Correlation Between BaoMinh Insurance and Dow Jones
Can any of the company-specific risk be diversified away by investing in both BaoMinh Insurance and Dow Jones at the same time? Although using a correlation coefficient on its own may not help to predict future stock returns, this module helps to understand the diversifiable risk of combining BaoMinh Insurance and Dow Jones into the same portfolio, which is an essential part of the fundamental portfolio management process.
By analyzing existing cross correlation between BaoMinh Insurance Corp and Dow Jones Industrial, you can compare the effects of market volatilities on BaoMinh Insurance and Dow Jones and check how they will diversify away market risk if combined in the same portfolio for a given time horizon. You can also utilize pair trading strategies of matching a long position in BaoMinh Insurance with a short position of Dow Jones. Check out your portfolio center. Please also check ongoing floating volatility patterns of BaoMinh Insurance and Dow Jones.
Diversification Opportunities for BaoMinh Insurance and Dow Jones
-0.73 | Correlation Coefficient |
Pay attention - limited upside
The 3 months correlation between BaoMinh and Dow is -0.73. Overlapping area represents the amount of risk that can be diversified away by holding BaoMinh Insurance Corp and Dow Jones Industrial in the same portfolio, assuming nothing else is changed. The correlation between historical prices or returns on Dow Jones Industrial and BaoMinh Insurance is a relative statistical measure of the degree to which these equity instruments tend to move together. The correlation coefficient measures the extent to which returns on BaoMinh Insurance Corp are associated (or correlated) with Dow Jones. Values of the correlation coefficient range from -1 to +1, where. The correlation of zero (0) is possible when the price movement of Dow Jones Industrial has no effect on the direction of BaoMinh Insurance i.e., BaoMinh Insurance and Dow Jones go up and down completely randomly.

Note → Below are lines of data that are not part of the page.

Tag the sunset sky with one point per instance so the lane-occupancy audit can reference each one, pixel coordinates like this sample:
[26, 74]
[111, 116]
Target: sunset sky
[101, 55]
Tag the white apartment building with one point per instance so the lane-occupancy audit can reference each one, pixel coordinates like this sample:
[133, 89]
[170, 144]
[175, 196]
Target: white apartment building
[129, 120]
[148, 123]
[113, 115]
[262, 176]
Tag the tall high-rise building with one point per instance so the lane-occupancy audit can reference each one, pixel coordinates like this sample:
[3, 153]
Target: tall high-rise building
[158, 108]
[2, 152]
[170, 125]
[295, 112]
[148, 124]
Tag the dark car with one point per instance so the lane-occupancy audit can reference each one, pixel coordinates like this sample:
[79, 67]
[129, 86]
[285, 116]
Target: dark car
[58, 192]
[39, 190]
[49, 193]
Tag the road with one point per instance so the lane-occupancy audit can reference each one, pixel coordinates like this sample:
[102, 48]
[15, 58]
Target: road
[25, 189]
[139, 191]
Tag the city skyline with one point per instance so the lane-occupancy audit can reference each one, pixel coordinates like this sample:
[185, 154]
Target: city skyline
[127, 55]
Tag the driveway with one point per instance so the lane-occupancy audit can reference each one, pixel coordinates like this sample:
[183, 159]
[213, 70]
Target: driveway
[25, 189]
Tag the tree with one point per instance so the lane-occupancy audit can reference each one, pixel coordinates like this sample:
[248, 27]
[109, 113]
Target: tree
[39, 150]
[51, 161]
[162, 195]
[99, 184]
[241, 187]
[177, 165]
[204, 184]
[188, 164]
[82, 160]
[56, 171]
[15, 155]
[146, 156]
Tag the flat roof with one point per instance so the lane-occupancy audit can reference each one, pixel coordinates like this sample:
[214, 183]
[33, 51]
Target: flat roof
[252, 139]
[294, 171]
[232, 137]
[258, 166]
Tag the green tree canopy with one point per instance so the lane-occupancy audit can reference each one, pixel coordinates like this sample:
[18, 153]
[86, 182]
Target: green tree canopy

Pair Corralation between BaoMinh Insurance and Dow Jones
Assuming the 90 days trading horizon BaoMinh Insurance Corp is expected to under-perform the Dow Jones. In addition to that, BaoMinh Insurance is 2.58 times more volatile than Dow Jones Industrial. It trades about -0.06 of its total potential returns per unit of risk. Dow Jones Industrial is currently generating about 0.14 per unit of volatility. If you would invest 3,885,286 in Dow Jones Industrial on August 25, 2024 and sell it today you would earn a total of 544,365 from holding Dow Jones Industrial or generate 14.01% return on investment over 90 days.
Time Period | 3 Months [change] |
Direction | Moves Against |
Strength | Weak |
Accuracy | 98.45% |
Values | Daily Returns |
BaoMinh Insurance Corp vs. Dow Jones Industrial
Performance |
Timeline |
BaoMinh Insurance and Dow Jones Volatility Contrast
Predicted Return Density |
Returns |
BaoMinh Insurance Corp
Pair trading matchups for BaoMinh Insurance
Dow Jones Industrial
Pair trading matchups for Dow Jones
Pair Trading with BaoMinh Insurance and Dow Jones
The main advantage of trading using opposite BaoMinh Insurance and Dow Jones positions is that it hedges away some unsystematic risk. Because of two separate transactions, even if BaoMinh Insurance position performs unexpectedly, Dow Jones can make up some of the losses. Pair trading also minimizes risk from directional movements in the market. For example, if an entire industry or sector drops because of unexpected headlines, the short position in Dow Jones will offset losses from the drop in Dow Jones' long position.BaoMinh Insurance vs. FIT INVEST JSC | BaoMinh Insurance vs. Damsan JSC | BaoMinh Insurance vs. An Phat Plastic | BaoMinh Insurance vs. APG Securities Joint |
Dow Jones vs. Vistra Energy Corp | Dow Jones vs. Fluence Energy | Dow Jones vs. Old Republic International | Dow Jones vs. Empresa Distribuidora y |
Check out your portfolio center.Note that this page's information should be used as a complementary analysis to find the right mix of equity instruments to add to your existing portfolios or create a brand new portfolio. You can also try the Positions Ratings module to determine portfolio positions ratings based on digital equity recommendations. Macroaxis instant position ratings are based on combination of fundamental analysis and risk-adjusted market performance.